Barstool A&M currently has 118,000 followers on Instagram, making the account the third-highest followed SEC Barstool account behind Barstool Alabama and Georgia. The page also has over 25,000 more followers than Barstool Longhorn, the University of Texas’s Barstool account, which was not the case when Evangelist first took over the account.

“When I took over the account, the t.u. page had more followers than us, and we weren’t even in the top five SEC Barstool accounts,” Evangelist said. “It’s crazy to think about how much this platform has grown and will continue to grow. This is all possible because of A&M and how much we have going on. I couldn’t go more than five minutes without DMs to the account. It’s a real tribute to, one, how large the university is and, two, how passionate we are.”

Much of the accounts’ growth can be attributed to differentiating the account from others to reach its potential, Evangelist said.
“There is a whole team of Barstool affiliate accounts … while our job is to cover events at [our school] we also promote Barstool merchandise to receive a commission,” Evangelist said. “My goal was to affiliate this account more with A&M than Barstool. I think a lot of accounts miss out on their potential because they’re posting Barstool-like material rather than school and culture-like material.”

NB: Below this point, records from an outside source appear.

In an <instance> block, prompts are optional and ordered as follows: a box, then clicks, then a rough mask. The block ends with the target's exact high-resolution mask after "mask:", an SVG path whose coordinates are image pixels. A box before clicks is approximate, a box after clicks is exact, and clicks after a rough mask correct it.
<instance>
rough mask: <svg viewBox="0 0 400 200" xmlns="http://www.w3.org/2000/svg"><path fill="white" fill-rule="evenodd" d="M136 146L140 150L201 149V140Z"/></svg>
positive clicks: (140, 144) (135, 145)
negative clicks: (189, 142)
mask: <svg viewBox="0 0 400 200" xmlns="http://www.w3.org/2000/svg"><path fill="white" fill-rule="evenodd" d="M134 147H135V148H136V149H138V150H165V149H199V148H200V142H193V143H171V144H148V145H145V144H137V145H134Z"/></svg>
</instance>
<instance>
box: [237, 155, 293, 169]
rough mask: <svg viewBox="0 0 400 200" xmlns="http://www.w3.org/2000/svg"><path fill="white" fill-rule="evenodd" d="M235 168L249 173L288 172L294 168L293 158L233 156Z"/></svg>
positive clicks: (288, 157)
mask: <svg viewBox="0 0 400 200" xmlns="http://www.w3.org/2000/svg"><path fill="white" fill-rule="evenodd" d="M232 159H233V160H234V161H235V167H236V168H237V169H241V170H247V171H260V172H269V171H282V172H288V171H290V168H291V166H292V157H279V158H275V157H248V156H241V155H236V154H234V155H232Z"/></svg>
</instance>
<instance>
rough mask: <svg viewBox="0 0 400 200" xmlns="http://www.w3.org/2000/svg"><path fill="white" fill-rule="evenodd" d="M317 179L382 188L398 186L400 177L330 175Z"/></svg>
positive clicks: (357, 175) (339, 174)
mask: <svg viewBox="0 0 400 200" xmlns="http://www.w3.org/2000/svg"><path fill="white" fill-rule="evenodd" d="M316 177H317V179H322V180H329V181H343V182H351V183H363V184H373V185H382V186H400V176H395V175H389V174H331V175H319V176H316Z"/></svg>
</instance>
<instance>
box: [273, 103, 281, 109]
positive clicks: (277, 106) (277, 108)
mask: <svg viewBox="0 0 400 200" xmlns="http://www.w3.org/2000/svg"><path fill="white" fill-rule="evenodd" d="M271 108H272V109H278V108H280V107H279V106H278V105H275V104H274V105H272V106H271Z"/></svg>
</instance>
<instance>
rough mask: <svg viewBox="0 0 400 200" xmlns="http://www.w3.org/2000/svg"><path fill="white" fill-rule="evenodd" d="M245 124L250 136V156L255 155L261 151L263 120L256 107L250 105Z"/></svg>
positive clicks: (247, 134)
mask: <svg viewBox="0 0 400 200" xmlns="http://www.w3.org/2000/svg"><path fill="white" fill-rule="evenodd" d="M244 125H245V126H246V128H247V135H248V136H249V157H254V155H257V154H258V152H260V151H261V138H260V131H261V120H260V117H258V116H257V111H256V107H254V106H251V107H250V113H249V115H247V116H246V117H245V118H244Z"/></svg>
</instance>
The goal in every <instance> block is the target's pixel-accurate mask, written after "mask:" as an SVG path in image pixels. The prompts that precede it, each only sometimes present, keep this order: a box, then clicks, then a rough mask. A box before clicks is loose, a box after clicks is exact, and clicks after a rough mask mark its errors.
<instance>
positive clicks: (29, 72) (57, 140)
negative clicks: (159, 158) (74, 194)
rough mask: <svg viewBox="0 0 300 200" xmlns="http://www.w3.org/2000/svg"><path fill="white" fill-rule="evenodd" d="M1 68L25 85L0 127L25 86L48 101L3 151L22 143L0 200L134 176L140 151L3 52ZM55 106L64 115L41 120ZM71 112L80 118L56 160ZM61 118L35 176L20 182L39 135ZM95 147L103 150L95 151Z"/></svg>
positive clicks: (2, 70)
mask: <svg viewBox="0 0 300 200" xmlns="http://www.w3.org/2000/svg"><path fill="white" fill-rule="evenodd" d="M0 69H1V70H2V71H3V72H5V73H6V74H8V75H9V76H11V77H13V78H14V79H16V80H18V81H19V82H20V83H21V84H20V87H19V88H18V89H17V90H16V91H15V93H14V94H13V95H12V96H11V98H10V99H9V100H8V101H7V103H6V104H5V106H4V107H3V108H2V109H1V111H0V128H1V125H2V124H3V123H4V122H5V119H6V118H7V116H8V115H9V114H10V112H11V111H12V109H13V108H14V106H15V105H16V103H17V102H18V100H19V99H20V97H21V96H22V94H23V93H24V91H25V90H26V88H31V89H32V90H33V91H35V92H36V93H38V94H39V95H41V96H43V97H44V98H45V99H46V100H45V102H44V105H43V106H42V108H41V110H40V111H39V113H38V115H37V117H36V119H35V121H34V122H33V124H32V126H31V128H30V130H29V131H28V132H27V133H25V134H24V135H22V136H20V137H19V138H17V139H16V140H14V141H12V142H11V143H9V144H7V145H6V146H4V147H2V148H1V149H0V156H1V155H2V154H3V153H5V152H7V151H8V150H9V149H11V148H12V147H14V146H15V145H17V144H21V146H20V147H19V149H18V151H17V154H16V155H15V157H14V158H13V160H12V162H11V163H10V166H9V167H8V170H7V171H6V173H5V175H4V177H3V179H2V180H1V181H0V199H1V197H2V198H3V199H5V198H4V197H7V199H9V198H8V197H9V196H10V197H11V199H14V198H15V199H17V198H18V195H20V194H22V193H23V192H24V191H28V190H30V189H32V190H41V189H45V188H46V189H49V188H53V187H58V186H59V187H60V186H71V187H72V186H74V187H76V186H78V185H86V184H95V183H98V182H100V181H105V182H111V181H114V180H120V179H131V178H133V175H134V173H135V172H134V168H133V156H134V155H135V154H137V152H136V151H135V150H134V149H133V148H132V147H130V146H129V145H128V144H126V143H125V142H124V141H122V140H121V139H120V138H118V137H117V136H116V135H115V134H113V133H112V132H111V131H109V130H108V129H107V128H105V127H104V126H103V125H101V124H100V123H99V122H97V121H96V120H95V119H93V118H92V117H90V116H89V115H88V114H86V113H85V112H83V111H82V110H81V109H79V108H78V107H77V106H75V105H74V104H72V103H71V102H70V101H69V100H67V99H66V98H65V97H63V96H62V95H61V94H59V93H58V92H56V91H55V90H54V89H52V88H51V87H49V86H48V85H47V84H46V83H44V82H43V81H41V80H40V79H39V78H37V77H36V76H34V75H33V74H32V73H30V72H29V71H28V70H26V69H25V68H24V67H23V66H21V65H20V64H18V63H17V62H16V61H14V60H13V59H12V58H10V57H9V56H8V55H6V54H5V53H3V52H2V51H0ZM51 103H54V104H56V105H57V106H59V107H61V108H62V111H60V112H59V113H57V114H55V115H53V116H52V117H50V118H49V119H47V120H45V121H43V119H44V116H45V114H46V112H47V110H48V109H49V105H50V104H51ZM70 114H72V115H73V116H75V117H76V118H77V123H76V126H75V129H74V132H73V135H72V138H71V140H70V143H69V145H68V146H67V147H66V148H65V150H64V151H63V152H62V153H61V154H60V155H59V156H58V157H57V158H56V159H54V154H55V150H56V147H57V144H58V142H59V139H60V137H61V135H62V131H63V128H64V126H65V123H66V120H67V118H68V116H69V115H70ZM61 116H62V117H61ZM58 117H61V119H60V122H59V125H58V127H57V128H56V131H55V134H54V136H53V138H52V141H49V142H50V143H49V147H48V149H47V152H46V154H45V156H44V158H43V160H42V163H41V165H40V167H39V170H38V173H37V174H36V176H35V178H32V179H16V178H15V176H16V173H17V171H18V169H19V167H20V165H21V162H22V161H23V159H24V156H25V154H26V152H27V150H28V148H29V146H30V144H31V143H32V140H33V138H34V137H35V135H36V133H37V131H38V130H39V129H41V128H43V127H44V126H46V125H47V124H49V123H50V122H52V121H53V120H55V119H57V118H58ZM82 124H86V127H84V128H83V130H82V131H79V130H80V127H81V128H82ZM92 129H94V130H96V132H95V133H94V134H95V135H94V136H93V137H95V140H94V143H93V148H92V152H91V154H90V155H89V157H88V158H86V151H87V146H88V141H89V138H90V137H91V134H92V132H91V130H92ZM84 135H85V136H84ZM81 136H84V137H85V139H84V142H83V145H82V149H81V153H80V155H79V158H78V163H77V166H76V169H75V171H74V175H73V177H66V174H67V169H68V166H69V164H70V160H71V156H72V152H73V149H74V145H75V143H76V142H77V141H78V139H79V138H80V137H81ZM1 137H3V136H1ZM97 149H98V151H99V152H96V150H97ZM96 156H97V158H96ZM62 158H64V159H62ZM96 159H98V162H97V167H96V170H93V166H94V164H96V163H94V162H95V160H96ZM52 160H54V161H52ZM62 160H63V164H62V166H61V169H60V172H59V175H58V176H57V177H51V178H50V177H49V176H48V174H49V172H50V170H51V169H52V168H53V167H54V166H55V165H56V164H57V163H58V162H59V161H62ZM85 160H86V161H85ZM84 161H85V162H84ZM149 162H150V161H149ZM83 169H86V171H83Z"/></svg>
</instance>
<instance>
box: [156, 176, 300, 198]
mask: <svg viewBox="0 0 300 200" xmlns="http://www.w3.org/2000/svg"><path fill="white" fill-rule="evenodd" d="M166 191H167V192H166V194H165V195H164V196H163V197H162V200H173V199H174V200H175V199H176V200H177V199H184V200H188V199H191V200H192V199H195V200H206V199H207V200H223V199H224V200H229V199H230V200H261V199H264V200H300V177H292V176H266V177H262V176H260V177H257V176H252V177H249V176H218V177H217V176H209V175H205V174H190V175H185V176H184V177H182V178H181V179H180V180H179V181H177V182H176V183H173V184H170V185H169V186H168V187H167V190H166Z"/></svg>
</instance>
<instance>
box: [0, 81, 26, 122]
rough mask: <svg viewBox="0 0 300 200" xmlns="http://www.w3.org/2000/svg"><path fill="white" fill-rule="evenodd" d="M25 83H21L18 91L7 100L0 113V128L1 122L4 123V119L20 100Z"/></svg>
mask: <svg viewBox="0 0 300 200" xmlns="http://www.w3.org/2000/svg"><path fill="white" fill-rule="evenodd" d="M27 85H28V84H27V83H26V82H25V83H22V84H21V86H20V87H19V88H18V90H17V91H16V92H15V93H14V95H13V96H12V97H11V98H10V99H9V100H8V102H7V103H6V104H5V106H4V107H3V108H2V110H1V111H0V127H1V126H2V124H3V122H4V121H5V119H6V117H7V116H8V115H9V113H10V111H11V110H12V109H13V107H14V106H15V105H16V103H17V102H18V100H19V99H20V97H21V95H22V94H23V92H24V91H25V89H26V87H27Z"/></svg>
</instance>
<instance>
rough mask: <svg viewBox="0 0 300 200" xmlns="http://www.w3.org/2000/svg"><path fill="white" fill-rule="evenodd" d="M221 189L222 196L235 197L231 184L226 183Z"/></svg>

Evangelist said A&M’s Barstool page will continue to engage the student body because the page is centered around A&M rather than Barstool, unlike other schools.

“A lot of the success of this account is due to knowing the community and feeding them what they want,” Evangelist said. “Other school accounts get caught up in creating a Barstool page and that’s not necessarily what every college student wants to see.”

In summer 2022, Evangelist sparked a movement to rally the A&M community in gaining Waffle House’s attention to bring a restaurant to College Station. The trend attracted media attention and numerous followers for the Barstool A&M account. The initiative served as a memorable moment in addition to Pack Reed Propaganda, a movement that encouraged more students to attend A&M basketball games, Evangelist said.

“Waffle House felt like a fever dream because there’s nothing going on in the summer,” Evangelist said. “[The trend] started with one DM and all of a sudden we have 250,000 likes and it’s a crazy movement. I think my favorite memory though was Pack Reed Propaganda. The fact [that] we had a horrible football season made my life tough in the fall, so I had to get really creative in posting things outside of [football].”

Evangelist credits the men’s basketball team and the A&M community for making Pack Reed Propaganda a success.

“Thank God the team kept rolling and built on the momentum,” Evangelist said. “The games got louder and louder, and the memes got better and better. The crowd fed off the movement that I started. To end the [regular] season beating [Alabama] at the last home game was the happiest I’ve ever felt in my life because I got to play a part in getting people to watch that basketball season.”

Evangelist said his success running the account presented him with new opportunities. Previous admins ran the account until they graduated, but Evangelist retired from his position earlier than previous admins because he wanted the account to positively affect the next social media holder.

“A lot of people have had questions as to why I gave up the account early,” Evangelist said. “I loved that account and it changed my life, but I want the page to have the opportunity to change someone else’s life …  I don’t want anyone to think this account has changed because one person isn’t there anymore.”

No matter who runs Barstool A&M, the focus will always be on growing the spirit of A&M, Evangelist said.

“This account is so much bigger than me or anyone who has ever run it,” Evangelist said. “It’s about the community.”